We live in a world in which data is key to our decisions, actions, and future outcomes, which makes it essential to understand. Data can be subjective based upon many variables that play a part in our understanding and decision-making on the difference between good data and bad data. It is important to understand the differences between types of data and how they can be utilized in the stormwater industry, so let us dig in.
Estimated and collected data
Estimated data is an inference from incomplete data. Estimated data can be as simple as a guess from past experiences to using complex software tools to determine best-inferred unknowns. However, it is still an estimate. Having missing data points and using historical data to estimate that missing data should be taken with a grain of salt.
Collected data is data that has been physically collected from a location or device. This can be from a sensor, meter, probes, etc. but typically is done with a mechanical device or through physical collection of the material for analysis. These can be as complex as a SCADA network or as simple as a tape measure or grab sample.
When comparing the accuracy of these data types, collected data will usually have higher accuracy vs. estimated data, however, estimated data can be established as good if collected data matches and verifies the estimate.
Simulated and modeled data
Another form of data can be from simulated and modeled data. Simulated data can range from a physical model of the datum such as a stream, culvert, dam, etc. with actual physical scaled duplication of the site to data replication using large amounts of data to mimic conditions of the real world.
Modeled data takes electronic data and compiles it into a computer or mathematical model. For stormwater this is typically done for drainage basins, floodplain analysis, dams, culverts, etc. using dozens of data points to tens of thousands or possibly millions of data points to come to a range of outcomes.
Historical data
Historical data is data collected previously for specific reasons. For stormwater, this is typically data that was collected prior to the current quarter of the year and might go back in time several or even dozens of years. Examples of national historical data can be found at the United States Global Service (USGS) or Nationwide Operational Assessment of Hazards (NOAH).

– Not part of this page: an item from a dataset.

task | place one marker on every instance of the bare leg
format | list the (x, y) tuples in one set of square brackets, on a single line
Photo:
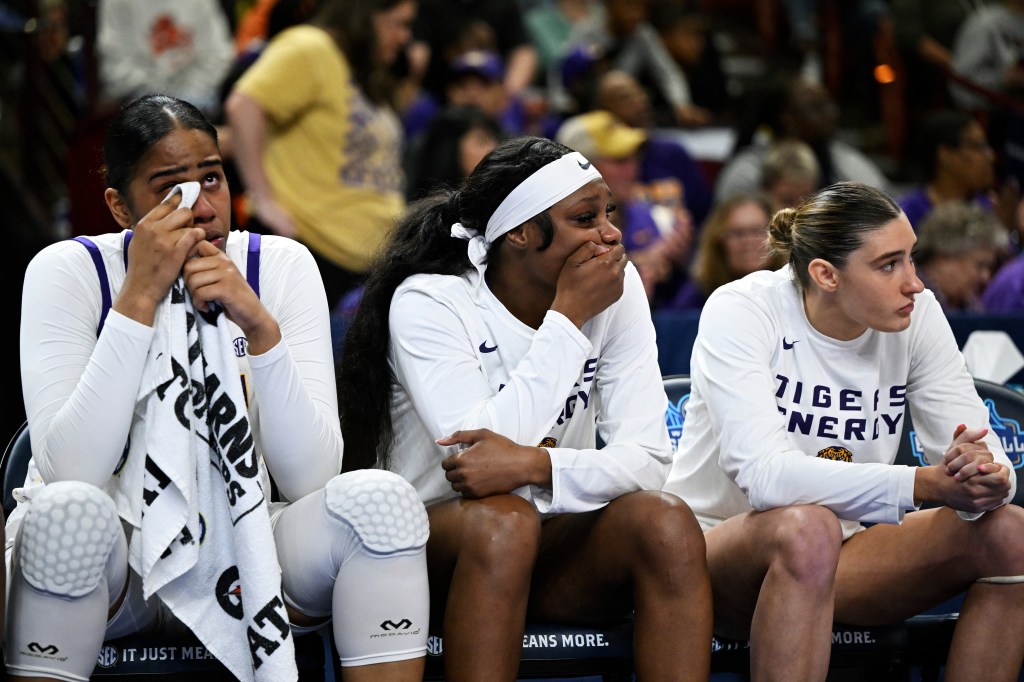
[(642, 551), (890, 572), (772, 574), (479, 556)]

The importance of historical data cannot be expressed enough. Knowing what happened yesterday and any changes since then can be applied to what is happening today. Understanding how the stormwater network was developed over time, how and where ponds, culverts, etc. were sized helps to understand the previous actions and provides the data used for these decisions.
The accuracy of the historical data does need to be confirmed prior to any new events if the data is to be used for decision-making. It is also important to consider the storm data that was used to develop any existing structures to determine if redesign or replacement is needed based on current storm data and future projections.
Calibration data
Calibration of data typically refers to matching the same situations repeatedly to get the same results, or the process of adjusting parameters to confirm the model will output accurate data, based on input parameters, and matches empirical data as closely as possible.
Calibration data can take several forms using calibration solutions to readjust instruments to take additional field measurements to add more data points. Calibration ensures that the data being used collates as closely to the real world as possible. This can be a simple process for mechanical calibration of equipment or could require hundreds of additional data points to check datum against.
Calibration of data points can be challenging as identical simulations or situations are needed to properly compare data points to one another. An example of this would be having two five-year storms occur in the same drainage basin, with the same rainfall in the same area, timeframe and intensity, meaning that the hydrographs for each storm would have to match for calibration. If the two storms have different intensities and timeframes or start in different locations of the drainage basin, they are not suitable for calibration against each other. However, the additional data points would create additional observations and estimates based upon the two storms and could be used with additional data for verification and validation.
Calibration of any data or field instrument is vital to ensure data accuracy. Without the calibration of equipment, the data collected will not be accurate and decisions made using the data will suffer from this inaccuracy. Likewise, uncalibrated data can mislead decision-makers and cost money to correct later.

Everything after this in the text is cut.